To their great credit, the Local Health District and the Primary Healthcare Network have worked closely with aged care providers to prepare for a COVID-19 outbreak.
The Local Health District has established a team of public health and infectious diseases clinicians which can go immediately to any facility that has a positive case. This team will assess the facilities preparedness and work with the senior staff to devise a strategy of management and required support.
Availability of PPE for aged care facilities is still a major issue and the Commonwealth government needs to have a stockpile of PPE in each state to be provided immediately to any facility with a positive case. It also needs to guarantee adequate funding or staffing to cover staff who need to isolate or quarantine.
The experience of Newmarch as described in the Sydney Morning Herald on May 16, suggests that special units should be prepared to take cases if facilities are needing a safety net. This would help to prevent further spread and assist facilities to cope. Most importantly, these special units would ideally be staffed by nurses trained in respiratory and palliative care and equipped with sufficient PPE to allow families to be present at the bedside.
We are by no means out of the woods with regard to COVID-19, although we are in a better position than most countries. Countries that had early results equivalent to Australia have experienced second waves as lockdown restrictions were lifted. We may have another 12 months to go before a vaccine or cure is available and we must not let our aged care system be a casualty of COVID-19.

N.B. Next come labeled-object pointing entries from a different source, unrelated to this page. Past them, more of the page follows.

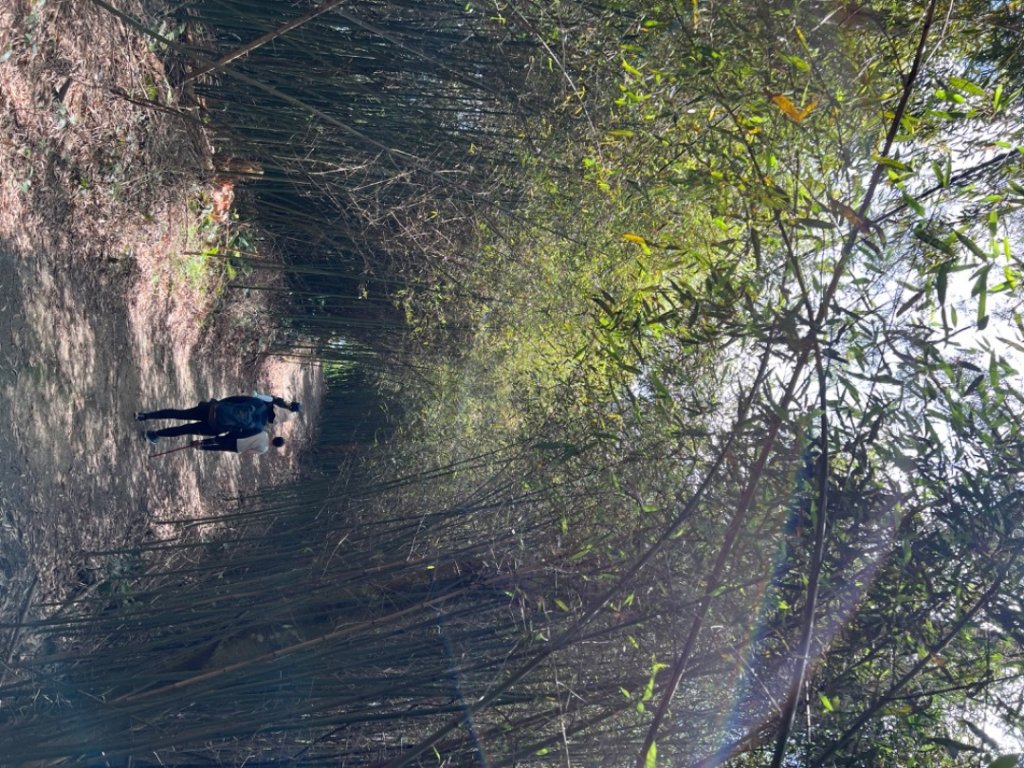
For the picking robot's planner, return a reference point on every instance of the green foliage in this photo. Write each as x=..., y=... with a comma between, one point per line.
x=706, y=324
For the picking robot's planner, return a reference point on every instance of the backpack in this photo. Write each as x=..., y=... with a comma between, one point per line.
x=240, y=414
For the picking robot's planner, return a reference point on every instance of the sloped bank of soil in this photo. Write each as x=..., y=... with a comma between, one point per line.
x=99, y=196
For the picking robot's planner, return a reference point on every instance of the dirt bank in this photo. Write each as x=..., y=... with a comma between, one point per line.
x=101, y=195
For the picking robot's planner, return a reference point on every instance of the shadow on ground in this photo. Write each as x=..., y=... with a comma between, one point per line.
x=97, y=194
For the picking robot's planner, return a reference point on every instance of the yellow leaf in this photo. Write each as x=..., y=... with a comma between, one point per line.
x=792, y=111
x=848, y=213
x=638, y=240
x=632, y=70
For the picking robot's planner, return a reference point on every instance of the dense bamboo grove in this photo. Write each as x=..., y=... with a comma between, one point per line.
x=663, y=426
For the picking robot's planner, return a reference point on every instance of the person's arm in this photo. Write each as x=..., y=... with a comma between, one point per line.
x=295, y=407
x=220, y=442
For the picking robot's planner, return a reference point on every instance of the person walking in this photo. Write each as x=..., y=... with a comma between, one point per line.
x=235, y=415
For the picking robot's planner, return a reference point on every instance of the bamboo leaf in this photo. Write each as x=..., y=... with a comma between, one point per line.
x=650, y=759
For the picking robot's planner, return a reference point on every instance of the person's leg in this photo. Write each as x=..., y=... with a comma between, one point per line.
x=192, y=428
x=200, y=413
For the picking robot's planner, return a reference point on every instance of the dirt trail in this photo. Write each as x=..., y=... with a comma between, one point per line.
x=97, y=202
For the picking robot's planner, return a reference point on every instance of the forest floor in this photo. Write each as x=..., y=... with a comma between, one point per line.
x=103, y=312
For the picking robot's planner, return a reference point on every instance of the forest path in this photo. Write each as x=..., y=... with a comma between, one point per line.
x=99, y=198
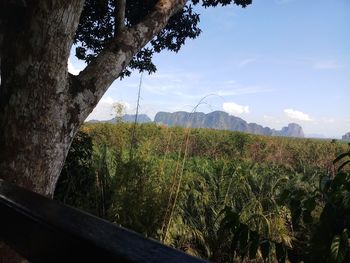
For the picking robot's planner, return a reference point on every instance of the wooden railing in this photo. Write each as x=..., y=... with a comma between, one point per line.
x=43, y=230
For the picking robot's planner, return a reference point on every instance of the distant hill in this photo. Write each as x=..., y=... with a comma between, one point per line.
x=223, y=121
x=141, y=118
x=346, y=137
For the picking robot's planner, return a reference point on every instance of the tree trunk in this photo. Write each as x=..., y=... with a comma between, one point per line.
x=37, y=120
x=41, y=104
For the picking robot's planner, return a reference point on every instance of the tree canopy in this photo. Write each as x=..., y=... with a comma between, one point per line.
x=99, y=22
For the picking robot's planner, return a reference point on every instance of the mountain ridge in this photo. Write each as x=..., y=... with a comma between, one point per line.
x=219, y=120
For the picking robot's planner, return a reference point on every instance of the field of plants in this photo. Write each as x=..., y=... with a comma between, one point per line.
x=219, y=195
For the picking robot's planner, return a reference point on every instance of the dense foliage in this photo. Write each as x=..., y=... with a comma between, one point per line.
x=223, y=196
x=98, y=25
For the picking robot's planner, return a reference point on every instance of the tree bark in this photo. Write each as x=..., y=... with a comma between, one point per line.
x=41, y=104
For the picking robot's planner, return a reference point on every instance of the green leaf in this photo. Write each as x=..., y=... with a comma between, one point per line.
x=325, y=183
x=265, y=248
x=339, y=247
x=243, y=239
x=343, y=164
x=280, y=253
x=254, y=244
x=341, y=156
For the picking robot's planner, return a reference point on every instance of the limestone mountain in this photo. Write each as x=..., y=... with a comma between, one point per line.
x=141, y=118
x=223, y=121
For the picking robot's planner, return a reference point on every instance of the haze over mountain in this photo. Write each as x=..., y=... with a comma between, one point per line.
x=141, y=118
x=223, y=121
x=214, y=120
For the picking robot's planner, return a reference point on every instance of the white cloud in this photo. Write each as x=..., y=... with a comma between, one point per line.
x=104, y=110
x=297, y=115
x=72, y=69
x=234, y=108
x=327, y=64
x=245, y=62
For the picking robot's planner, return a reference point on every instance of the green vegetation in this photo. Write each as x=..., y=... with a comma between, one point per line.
x=223, y=196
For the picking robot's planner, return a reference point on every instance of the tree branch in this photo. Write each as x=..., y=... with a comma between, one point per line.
x=89, y=86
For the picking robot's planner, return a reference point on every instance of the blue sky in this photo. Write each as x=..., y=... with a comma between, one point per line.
x=274, y=62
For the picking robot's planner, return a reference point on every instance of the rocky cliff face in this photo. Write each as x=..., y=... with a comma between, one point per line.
x=346, y=137
x=223, y=121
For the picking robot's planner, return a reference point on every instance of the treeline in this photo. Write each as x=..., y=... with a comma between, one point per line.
x=223, y=196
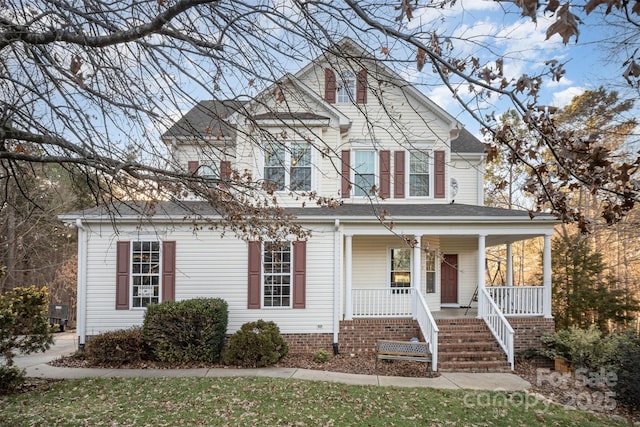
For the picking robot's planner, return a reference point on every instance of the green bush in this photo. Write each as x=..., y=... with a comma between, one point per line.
x=11, y=378
x=116, y=348
x=256, y=344
x=578, y=346
x=187, y=331
x=24, y=328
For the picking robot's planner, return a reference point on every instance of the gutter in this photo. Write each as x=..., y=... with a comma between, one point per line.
x=81, y=317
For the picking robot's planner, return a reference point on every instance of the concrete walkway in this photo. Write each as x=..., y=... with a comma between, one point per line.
x=65, y=344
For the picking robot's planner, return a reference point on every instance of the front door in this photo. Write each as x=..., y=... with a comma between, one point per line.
x=449, y=279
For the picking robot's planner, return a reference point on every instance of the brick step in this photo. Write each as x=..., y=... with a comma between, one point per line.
x=470, y=356
x=468, y=346
x=477, y=366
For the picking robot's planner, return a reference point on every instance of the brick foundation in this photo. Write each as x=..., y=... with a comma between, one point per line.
x=528, y=333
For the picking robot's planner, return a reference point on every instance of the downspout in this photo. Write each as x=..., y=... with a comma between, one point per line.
x=336, y=284
x=81, y=317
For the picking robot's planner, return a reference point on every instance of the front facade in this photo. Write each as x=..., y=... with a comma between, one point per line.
x=406, y=235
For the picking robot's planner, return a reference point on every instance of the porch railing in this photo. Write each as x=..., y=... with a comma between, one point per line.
x=518, y=300
x=428, y=327
x=382, y=302
x=498, y=324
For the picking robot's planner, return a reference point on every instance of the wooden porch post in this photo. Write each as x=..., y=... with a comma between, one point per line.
x=510, y=264
x=546, y=276
x=416, y=274
x=481, y=272
x=348, y=246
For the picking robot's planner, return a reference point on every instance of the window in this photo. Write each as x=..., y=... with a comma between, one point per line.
x=430, y=271
x=300, y=179
x=145, y=273
x=346, y=87
x=276, y=258
x=364, y=172
x=274, y=170
x=400, y=269
x=288, y=167
x=419, y=167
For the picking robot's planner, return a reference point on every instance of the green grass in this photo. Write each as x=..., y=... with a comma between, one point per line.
x=273, y=402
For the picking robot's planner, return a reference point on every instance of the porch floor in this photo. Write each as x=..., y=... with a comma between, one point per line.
x=455, y=313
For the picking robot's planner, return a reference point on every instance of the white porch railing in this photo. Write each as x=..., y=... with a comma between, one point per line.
x=518, y=300
x=428, y=327
x=498, y=324
x=382, y=302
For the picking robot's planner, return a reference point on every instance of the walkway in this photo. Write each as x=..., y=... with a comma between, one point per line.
x=65, y=344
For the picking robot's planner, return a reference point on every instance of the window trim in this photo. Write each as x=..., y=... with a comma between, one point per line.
x=159, y=274
x=376, y=172
x=430, y=152
x=398, y=289
x=264, y=274
x=287, y=165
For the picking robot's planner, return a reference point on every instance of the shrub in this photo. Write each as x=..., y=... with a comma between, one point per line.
x=321, y=356
x=628, y=386
x=256, y=344
x=24, y=327
x=187, y=331
x=578, y=346
x=116, y=348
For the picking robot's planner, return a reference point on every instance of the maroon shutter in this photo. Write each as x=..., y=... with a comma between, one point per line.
x=225, y=169
x=438, y=179
x=346, y=174
x=168, y=271
x=399, y=174
x=385, y=174
x=330, y=86
x=255, y=273
x=192, y=166
x=299, y=274
x=123, y=253
x=361, y=87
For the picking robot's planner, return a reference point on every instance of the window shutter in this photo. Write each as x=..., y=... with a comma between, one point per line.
x=385, y=174
x=168, y=271
x=299, y=274
x=192, y=166
x=123, y=254
x=330, y=86
x=225, y=169
x=255, y=273
x=361, y=87
x=438, y=178
x=399, y=174
x=346, y=173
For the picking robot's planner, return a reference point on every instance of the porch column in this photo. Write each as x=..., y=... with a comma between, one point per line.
x=348, y=245
x=546, y=277
x=416, y=274
x=481, y=272
x=509, y=264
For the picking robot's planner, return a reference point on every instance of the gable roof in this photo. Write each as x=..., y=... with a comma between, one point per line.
x=207, y=119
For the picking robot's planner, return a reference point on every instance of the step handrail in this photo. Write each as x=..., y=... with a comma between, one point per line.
x=498, y=325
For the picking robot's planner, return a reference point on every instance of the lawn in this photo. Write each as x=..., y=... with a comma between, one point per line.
x=273, y=402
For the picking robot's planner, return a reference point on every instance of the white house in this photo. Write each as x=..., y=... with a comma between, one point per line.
x=339, y=128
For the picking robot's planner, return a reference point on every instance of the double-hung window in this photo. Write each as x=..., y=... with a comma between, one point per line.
x=288, y=166
x=364, y=172
x=400, y=270
x=420, y=173
x=145, y=273
x=346, y=87
x=277, y=270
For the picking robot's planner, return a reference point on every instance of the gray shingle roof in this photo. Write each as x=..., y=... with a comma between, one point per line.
x=206, y=119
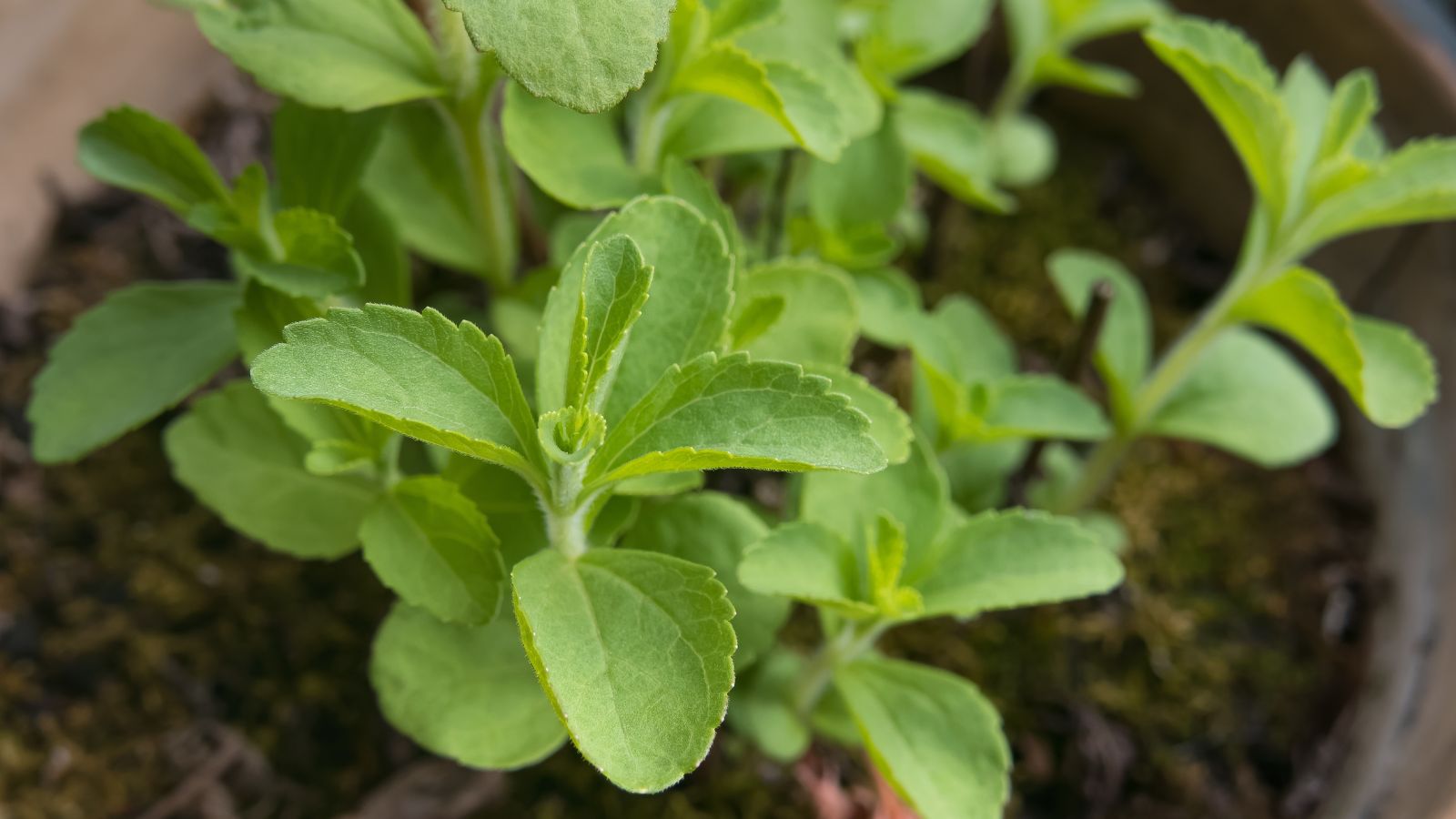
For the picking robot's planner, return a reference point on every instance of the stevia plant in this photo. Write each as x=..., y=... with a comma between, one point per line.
x=762, y=157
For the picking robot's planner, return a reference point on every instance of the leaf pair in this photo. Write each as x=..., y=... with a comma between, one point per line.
x=892, y=548
x=967, y=375
x=1312, y=152
x=1244, y=392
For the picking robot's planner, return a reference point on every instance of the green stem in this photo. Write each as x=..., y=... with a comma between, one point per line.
x=488, y=182
x=1256, y=261
x=854, y=639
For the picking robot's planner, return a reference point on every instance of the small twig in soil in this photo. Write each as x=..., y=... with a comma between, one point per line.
x=1074, y=365
x=201, y=780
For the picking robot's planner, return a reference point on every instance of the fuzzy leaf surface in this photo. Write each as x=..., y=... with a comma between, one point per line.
x=934, y=736
x=327, y=55
x=735, y=413
x=417, y=373
x=142, y=350
x=637, y=654
x=715, y=531
x=242, y=460
x=582, y=55
x=433, y=547
x=463, y=693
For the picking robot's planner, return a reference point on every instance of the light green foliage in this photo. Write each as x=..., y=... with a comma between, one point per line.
x=637, y=654
x=1004, y=560
x=715, y=530
x=819, y=319
x=686, y=314
x=934, y=734
x=808, y=562
x=1234, y=80
x=1387, y=370
x=953, y=145
x=613, y=288
x=419, y=178
x=465, y=693
x=313, y=257
x=1251, y=398
x=582, y=55
x=967, y=366
x=328, y=55
x=539, y=133
x=783, y=91
x=888, y=305
x=135, y=150
x=735, y=413
x=240, y=460
x=320, y=155
x=415, y=373
x=1126, y=343
x=431, y=545
x=140, y=351
x=888, y=423
x=1046, y=33
x=910, y=38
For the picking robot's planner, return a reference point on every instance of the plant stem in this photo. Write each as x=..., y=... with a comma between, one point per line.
x=854, y=639
x=1257, y=259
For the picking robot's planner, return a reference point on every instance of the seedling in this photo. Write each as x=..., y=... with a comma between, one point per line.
x=557, y=460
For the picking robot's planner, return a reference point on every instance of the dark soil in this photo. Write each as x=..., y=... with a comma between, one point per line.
x=143, y=646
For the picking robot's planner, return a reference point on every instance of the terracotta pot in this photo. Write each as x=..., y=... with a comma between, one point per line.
x=1402, y=731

After COVID-19, we need to start to redesign the aged care system so that older people can confidently expect a dignified and safe older age. This will mean adequately funding and staffing existing facilities but also developing new models, some smaller in size and some targeted to specific groups of older people. Community controlled and cooperative housing models should be considered.
Fortunately, the Hunter is the ideal environment in which to design an innovative system that will be acceptable to coming generations.